Monday 18th November 2019
St. Louis, Nov. 18, 2019 (GLOBE NEWSWIRE) -- ESCO Technologies Inc. (NYSE: ESE) (ESCO, or the Company) today announced it has entered into a definitive agreement regarding the sale of its Technical Packaging business segment, consisting of Thermoform Engineered Quality LLC (TEQ), Plastique Ltd. and Plastique sp. z o.o. to Sonoco Plastics, Inc. and Sonoco Holdings, Inc., subsidiaries of Sonoco Products Company (NYSE: SON), a global manufacturer of industrial and consumer packaging products headquartered in Hartsville, South Carolina.
The Company expects to finalize the transaction upon receipt of certain customary regulatory approvals with expected gross cash proceeds of $187 million subject to typical post-closing adjustments.
The divestiture is part of the Company’s strategy to focus on the business units which are core to its long-term growth, and represents an important step in advancing this growth strategy by monetizing the Technical Packaging segment at an opportunistic valuation.
Vic Richey, Chairman and Chief Executive Officer, commented, “With this divestiture, we are delivering on our commitment to drive enhanced capital efficiency as this transaction streamlines our business, simplifies our portfolio, and allows us to focus on our three core operating segments. As we’ve done in the past, we will continue to actively optimize our operations and reduce our capital intensity with the goal of increasing our ROIC, thereby creating additional shareholder value.
“I want to personally thank the dedicated management teams and employees of the Technical Packaging business for their contributions to ESCO over the years, and wish them the best in their future as part of Sonoco.
Gary Muenster, Executive Vice President and Chief Financial Officer, commented, “The net proceeds will be used to pay down debt, thereby significantly increasing our liquidity and enhancing our ability to complete future acquisitions within our core businesses. Additionally, later this fiscal year, we plan to use a portion of the net proceeds to fully fund, terminate, and annuitize the defined benefit pension plan currently maintained by the Company. Annuitizing this non-strategic liability through an insurance company will eliminate both equity market risk and interest rate volatility, thereby reducing overall costs and eliminating future cash payments. The defined benefit plan was frozen in 2003 and no additional benefits have been accrued since that date.”
ESCO was represented by Stifel as sole financial advisor, and Bryan Cave Leighton Paisner LLP as legal advisor on this transaction.
2019 Earnings Preview
The Company is scheduled to release its 2019 operating results tomorrow, November 19, 2019 at 3:15 p.m. Central Time followed by hosting its customary conference call at 4:00 p.m. Central Time.
The Company expects to announce 2019 Adjusted EPS of $3.13 per share (2019 GAAP EPS of $3.10 per share included Doble building gain, net of defined charges), which tops guidance and consensus, and increased 13 percent above 2018 Adjusted EPS of $2.77 per share (2018 GAAP EPS of $3.54 per share included the favorable impact of tax reform, net of defined charges).

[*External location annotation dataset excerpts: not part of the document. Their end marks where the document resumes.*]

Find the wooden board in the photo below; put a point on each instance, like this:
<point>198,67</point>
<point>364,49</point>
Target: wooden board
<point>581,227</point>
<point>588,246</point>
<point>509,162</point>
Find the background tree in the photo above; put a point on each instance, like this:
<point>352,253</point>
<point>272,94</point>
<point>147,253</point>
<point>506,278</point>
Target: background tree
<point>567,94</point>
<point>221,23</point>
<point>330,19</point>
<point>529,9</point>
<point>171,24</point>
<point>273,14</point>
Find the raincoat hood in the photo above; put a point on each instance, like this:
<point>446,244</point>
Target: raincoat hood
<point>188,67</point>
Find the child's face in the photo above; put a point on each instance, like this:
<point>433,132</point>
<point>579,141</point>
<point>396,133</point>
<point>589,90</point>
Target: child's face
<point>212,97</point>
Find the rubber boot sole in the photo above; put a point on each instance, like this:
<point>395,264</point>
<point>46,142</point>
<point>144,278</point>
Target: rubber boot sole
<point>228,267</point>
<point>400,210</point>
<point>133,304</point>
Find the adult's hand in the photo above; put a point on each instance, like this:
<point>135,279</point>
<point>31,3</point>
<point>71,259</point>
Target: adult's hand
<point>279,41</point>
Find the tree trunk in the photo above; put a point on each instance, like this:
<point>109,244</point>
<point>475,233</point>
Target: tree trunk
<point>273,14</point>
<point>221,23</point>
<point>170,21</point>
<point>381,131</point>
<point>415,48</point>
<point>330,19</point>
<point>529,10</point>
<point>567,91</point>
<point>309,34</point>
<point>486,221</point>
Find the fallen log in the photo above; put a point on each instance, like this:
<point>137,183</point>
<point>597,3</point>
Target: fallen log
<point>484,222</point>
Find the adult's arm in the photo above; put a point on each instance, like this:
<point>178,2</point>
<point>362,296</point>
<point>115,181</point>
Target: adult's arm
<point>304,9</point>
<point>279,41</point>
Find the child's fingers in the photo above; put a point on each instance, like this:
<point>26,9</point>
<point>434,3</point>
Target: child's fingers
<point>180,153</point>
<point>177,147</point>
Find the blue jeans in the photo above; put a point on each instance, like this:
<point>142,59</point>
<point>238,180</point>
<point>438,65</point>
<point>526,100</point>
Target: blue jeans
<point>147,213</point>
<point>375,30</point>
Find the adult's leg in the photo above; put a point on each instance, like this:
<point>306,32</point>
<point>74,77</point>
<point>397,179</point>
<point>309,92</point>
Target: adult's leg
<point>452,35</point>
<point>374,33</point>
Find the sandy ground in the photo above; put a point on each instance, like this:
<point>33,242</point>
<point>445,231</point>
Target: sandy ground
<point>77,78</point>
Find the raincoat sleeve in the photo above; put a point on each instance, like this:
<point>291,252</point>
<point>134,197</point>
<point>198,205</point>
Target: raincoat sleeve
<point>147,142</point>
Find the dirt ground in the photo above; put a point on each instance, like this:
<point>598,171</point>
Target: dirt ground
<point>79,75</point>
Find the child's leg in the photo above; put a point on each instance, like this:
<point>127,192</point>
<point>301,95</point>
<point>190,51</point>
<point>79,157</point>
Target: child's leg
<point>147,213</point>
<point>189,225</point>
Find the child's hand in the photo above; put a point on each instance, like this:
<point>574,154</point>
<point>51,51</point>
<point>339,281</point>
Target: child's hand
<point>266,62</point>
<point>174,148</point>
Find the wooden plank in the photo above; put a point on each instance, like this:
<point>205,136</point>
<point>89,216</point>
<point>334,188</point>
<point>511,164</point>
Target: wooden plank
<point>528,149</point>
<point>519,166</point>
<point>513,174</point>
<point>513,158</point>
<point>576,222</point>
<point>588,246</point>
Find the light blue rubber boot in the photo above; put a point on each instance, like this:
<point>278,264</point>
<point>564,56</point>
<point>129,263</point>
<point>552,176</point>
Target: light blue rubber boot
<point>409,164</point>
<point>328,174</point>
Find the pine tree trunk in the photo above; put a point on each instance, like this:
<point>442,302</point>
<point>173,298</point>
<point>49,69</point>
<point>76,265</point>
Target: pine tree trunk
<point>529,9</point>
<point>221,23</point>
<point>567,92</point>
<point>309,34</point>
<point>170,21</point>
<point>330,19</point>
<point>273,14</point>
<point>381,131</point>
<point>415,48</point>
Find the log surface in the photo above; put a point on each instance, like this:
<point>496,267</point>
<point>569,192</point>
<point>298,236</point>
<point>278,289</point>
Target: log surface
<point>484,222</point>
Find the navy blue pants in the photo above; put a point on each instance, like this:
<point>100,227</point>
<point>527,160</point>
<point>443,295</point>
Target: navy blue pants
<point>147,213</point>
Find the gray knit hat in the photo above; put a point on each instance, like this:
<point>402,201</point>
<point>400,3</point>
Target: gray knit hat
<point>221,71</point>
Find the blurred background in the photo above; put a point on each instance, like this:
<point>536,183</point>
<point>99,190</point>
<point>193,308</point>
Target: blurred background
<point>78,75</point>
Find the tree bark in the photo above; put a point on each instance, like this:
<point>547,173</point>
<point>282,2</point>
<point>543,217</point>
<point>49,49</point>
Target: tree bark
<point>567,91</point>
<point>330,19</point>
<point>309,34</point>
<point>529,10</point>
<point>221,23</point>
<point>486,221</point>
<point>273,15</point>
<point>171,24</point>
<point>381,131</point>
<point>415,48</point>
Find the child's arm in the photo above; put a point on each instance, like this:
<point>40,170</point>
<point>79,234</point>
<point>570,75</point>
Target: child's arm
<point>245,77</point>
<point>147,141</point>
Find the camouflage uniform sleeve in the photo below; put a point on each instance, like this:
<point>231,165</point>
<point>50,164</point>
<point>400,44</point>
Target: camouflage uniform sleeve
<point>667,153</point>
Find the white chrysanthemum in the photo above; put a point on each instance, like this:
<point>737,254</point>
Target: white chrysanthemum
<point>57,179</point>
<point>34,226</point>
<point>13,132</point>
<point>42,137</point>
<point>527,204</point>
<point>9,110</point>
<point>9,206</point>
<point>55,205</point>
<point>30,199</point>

Net cash provided by operating activities was $105 million and entered orders were $905 million in 2019, both exceeding previous expectations.
Statements in this press release regarding the timing of the transaction, the amount and use of proceeds, the ability to increase shareholder value, reduction of capital intensity, ROIC, the ability to complete future acquisitions, actions taken in regard to the Company’s frozen defined benefit plan and FY 2019 results including, EPS, Adjusted EPS, cash, and orders, and any other statements which are not strictly historical are “forward-looking” statements within the meaning of the safe harbor provisions of the federal securities laws. Investors are cautioned that such statements are only predictions and speak only as of the date of this release, and the Company undertakes no duty to update them except as may be required by applicable laws or regulations. The Company’s actual results in the future may differ materially from those projected in the forward-looking statements due to risks and uncertainties that exist in the Company’s operations and business environment including but not limited to the failure to obtain regulatory approval, contractual disputes with the buyer, those factors described in Item 1A, “Risk Factors”, of the Company’s Annual Report on Form 10-K for the fiscal year ended September 30, 2018, the availability of select acquisitions and the Company’s ability to successfully complete them.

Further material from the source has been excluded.